Após deixar a Fownes, Lyndall foi empregado por outra empresa, a Rowntree. A empresa estava no ramo de produção de chocolates e buscava modernizar-se. Graças a Urwick o empreendimento conseguiu excelentes resultados e sua maneira de gerenciar as relações de trabalho, processos e as pessoas ganhou notoriedade entre os empresários de sua época. Com o tempo, Urwick passou a dar consultorias para outras empresas, aplicando os princípios de liderança e gestão que mais tarde estariam em seus livros.

O grande diferencial do método de Urwick estava na sua capacidade de conseguir juntar duas teorias da administração que, naquele tempo, pareciam inconciliáveis: O taylorismo e a gestão humanista. Enquanto o Taylorismo tinha como prioridade a eficácia na produção, o humanismo tinha como base criar boas relações para que os colaboradores trabalhassem de maneira satisfatória. Urwick encontrou o meio termo entre essas duas teorias da administração e assim pôde impulsionar os empreendimentos aos quais prestou seus serviços.

O reconhecimento pelo seu trabalho veio ainda no final dos anos 1920, quando Urwick foi nomeado para ser diretor do IMI - International Management Institute. O IMI foi o primeiro instituto de administração a nível global, tendo foco em desenvolver e propagar as teorias da administração que surgiam naquele momento. Apesar de ter existido por apenas alguns anos - o instituto seria fechado em 1933 - foi no papel de diretor que o administrador pôde escrever dois dos seus principais livros: The Meaning of Rationalization (1929) e The Management of Tomorrow (1933). Com essas duas obras os princípios da administração de Urwick começavam a ganhar asas, saindo das consultorias e indo parar nas livrarias e cursos de administração pelo mundo.

Os princípios da administração de Urwick

Lyndall Urwick estabeleceu quatro princípios básicos para a administração:
1) O da especialização;
2) O da autoridade;
3) O da amplitude administrativa;
4) O da definição.

Nos dias atuais há uma série de estudos sobre cada um destes princípios e por isso não entraremos em detalhes quanto a cada um deles.
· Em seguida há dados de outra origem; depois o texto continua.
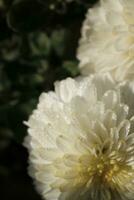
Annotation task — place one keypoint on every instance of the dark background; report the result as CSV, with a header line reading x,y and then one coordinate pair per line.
x,y
38,42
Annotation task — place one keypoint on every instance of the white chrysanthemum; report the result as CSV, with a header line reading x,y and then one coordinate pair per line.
x,y
81,141
107,43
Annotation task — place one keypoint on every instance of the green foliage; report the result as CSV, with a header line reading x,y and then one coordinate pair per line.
x,y
38,42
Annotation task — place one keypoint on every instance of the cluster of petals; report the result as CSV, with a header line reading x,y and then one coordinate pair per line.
x,y
107,42
81,140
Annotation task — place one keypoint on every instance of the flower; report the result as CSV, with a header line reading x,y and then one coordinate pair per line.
x,y
81,140
107,42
Entretanto, vale destacar que Urwick não criou tais concepções somente a partir da sua prática como consultor. A bem da verdade, esses princípios já podem ser vistos nas teorias de Fayol e Taylor, porém a sistematização de Urwick e sua flexibilidade em juntar diversas teorias é, talvez, o grande mérito desse pai da administração. Visto isso, vamos conhecer um pouco mais sobre os princípios destacados. 

Começando pela especialização, para Urwick era fundamental que dentro de uma empresa os papéis de cada funcionário estivessem claros. Além de melhorar a organização dentro da estrutura empresarial, esse princípio auxilia no desenvolvimento da produção.

O princípio da autoridade talvez tenha sido o mais bem definido por Urwick, uma vez que a partir dele desenvolveu-se seus princípios de liderança. Com base em sua experiência militar, Urwick concebia um sistema hierárquico bem definido, com uma cadeia de comando que fosse reconhecida por todos os funcionários. 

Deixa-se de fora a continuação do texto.